Add to this the fact that many people on the left won't vote for Sarkozy no matter what, first because they felt duped after voting for Chirac, second because they disliked Chirac for being on the right but he was a "respectable" politician, whereas Sarkozy is perceived as a liar who brings shame and ruin to the country.

Anonymous said...

Kirk, I think the difference between the radical left and the radical right is that the radical left may influence some speeches' rhetorics, but it does not and has never influenced policy.

Whereas the radical right not only inspires speeches (such as the sheep slaughtered in bathtubs by Sarkozy, in 2007), but also policy - ministère de l'identité nationale, shutting down of refugees' visas, roundups of school kids (recently I was in a town where a middle school kid was taken in his pj's at 6am because he was suspected of being 18. He was illegal, but 14. His neighbors, teachers, and classmates publicized the case, a great outrage swelled, but he was kept with adults in a detention center for over 2 weeks because the administration wouldn't admit to its mistake.)

Furthermore, France has an example of the right and radical right getting together to rule, whereas as of now the trotskyists never ruled anything, in part because they won't until the workers' paradise has been established. When the communists came to power, they surprised even those who feared them by proving rather mild.

Voting for the radical left is pointless but harmless, whereas voting for the radical right is dangerous for democracy.

bernard said...

to give a belated answer to Kirk, I would have to say that, in France, those who vote FN are hateful idiots, while those who vote extreme left are simply deluded idiots. Not quite the same danger to society and to me personally.

FrédéricLN said...

@ bernard : we do not have SO MANY hateful idiots in France.

@ Art : indeed, just today (as I'm campaigning for "les cantonales") I was comparing Marine Le Pen to Sarah Palin. I don't know how relevant the comparison is to themselves, but I guess their image among the public is quite the same: a courageous young woman against a mafia of powerful old men…

And just today too, I was discussing about a presidential "second turn". I don't know at all about the outcome. A woman who votes for the left told us this afternoon that, in case of a second turn Sarkozy-LePen, she would not go to vote (whereas she voted for Chirac against Le Pen in 2002). And in the morning, as we had some "arguments" with a Communist militant on the market, I ended up by saying that against Le Pen, we would have to close all these old debates and find common ground between us- and he agreed fully.

Serious times ahead. Those who haven't read "Le quai de Ouistreham" yet, please do.

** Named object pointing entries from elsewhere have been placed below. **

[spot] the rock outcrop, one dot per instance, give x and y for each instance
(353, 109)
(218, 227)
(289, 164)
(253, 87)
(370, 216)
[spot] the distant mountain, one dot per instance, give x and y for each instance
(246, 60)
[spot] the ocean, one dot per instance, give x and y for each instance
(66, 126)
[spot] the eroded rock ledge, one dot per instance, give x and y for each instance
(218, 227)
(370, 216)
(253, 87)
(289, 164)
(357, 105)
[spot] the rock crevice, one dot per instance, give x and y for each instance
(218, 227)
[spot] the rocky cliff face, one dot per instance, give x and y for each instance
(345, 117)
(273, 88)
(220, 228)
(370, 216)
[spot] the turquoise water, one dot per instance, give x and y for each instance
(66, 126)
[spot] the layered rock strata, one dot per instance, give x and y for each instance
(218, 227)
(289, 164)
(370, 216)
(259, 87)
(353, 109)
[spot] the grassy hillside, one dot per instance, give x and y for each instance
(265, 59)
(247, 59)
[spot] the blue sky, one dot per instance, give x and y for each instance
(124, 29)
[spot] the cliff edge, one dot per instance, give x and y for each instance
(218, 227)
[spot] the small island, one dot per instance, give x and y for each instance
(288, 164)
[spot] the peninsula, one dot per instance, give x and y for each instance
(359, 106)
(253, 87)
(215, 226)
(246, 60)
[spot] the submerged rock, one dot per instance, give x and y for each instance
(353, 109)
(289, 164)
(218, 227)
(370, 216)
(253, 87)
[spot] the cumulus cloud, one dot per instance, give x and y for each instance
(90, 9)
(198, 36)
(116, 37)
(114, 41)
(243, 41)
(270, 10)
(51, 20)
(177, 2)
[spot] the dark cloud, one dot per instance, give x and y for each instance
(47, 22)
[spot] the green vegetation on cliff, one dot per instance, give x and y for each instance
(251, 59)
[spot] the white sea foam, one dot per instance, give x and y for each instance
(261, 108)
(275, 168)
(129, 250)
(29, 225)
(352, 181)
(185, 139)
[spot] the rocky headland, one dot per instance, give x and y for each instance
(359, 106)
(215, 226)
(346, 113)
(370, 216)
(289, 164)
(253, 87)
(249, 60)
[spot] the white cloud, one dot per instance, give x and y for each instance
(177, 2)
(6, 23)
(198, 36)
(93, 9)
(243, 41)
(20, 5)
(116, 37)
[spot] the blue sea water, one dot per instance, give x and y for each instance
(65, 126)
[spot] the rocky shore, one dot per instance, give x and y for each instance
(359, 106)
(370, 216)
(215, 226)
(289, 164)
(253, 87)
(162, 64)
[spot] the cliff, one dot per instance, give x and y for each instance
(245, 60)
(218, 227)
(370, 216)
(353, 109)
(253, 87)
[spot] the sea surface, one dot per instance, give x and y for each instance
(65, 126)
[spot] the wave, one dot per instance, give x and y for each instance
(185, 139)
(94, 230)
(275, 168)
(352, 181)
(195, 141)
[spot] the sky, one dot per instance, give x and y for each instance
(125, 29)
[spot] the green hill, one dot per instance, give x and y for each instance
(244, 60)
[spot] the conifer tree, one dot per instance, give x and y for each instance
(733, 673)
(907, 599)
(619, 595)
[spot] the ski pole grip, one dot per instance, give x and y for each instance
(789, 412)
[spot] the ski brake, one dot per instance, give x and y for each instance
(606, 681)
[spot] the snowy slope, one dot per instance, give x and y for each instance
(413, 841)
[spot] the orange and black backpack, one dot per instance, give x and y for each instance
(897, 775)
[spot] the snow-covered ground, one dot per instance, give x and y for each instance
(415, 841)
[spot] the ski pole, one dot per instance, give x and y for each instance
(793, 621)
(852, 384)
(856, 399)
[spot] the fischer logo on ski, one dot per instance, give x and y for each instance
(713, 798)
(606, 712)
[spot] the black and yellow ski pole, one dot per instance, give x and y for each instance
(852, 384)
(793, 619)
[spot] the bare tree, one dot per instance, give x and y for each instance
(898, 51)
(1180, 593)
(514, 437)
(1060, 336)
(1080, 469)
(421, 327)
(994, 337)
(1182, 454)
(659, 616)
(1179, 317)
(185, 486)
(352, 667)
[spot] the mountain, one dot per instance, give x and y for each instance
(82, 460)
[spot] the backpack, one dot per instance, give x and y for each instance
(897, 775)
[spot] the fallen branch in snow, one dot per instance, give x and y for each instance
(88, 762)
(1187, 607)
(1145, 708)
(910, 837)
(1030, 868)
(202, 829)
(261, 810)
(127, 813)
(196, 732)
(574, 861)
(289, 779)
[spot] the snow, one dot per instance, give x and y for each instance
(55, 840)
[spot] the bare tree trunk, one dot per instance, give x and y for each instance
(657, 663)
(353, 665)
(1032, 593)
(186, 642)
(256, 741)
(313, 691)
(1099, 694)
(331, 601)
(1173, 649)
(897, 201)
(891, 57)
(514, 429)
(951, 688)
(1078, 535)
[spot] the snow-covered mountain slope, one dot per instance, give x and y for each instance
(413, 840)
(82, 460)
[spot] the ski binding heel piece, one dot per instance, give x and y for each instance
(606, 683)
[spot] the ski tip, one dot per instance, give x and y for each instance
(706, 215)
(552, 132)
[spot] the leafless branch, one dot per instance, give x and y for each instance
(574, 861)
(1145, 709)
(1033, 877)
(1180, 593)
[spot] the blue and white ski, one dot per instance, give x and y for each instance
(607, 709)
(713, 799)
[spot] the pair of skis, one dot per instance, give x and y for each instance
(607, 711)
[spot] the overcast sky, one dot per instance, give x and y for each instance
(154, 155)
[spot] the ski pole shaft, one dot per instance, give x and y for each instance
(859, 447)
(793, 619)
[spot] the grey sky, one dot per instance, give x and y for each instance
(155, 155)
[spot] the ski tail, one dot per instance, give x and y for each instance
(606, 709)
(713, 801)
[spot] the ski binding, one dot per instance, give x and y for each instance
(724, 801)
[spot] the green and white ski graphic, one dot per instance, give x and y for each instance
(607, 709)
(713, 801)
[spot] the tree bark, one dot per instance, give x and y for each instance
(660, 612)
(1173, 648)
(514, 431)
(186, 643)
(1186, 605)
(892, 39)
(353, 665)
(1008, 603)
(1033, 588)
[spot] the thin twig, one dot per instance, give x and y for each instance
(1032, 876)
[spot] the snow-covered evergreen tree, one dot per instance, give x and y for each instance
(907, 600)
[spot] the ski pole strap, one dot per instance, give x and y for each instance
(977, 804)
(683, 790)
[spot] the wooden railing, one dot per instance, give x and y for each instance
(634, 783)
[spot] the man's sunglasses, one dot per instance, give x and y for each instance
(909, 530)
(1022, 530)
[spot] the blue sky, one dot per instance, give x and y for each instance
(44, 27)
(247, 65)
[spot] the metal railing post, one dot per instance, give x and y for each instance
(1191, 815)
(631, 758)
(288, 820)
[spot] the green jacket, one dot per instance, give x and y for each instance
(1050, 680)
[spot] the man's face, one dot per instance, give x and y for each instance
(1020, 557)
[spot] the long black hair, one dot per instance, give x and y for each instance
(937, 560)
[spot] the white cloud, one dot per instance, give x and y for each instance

Le pire n'est pas sûr, the worse case isn't granted to occur - but that's the case we must prepare ourselves.

Anonymous said...

FrédéricLN, I second your request "read le quai de Ouistreham". It's the most essential French book published in the past year (at least).

Cincinna said...


An historical correction to your post:
  The expression, used by the Roman Catholic anti-Semitic Right in France in the 1930's was "vaut mieux Hitler que Blum". It had everything to do with the fact that Blum was a Jew, little or nothing to do with his Leftist politics. 

Please don't conflate the history & politics of the 30's with today.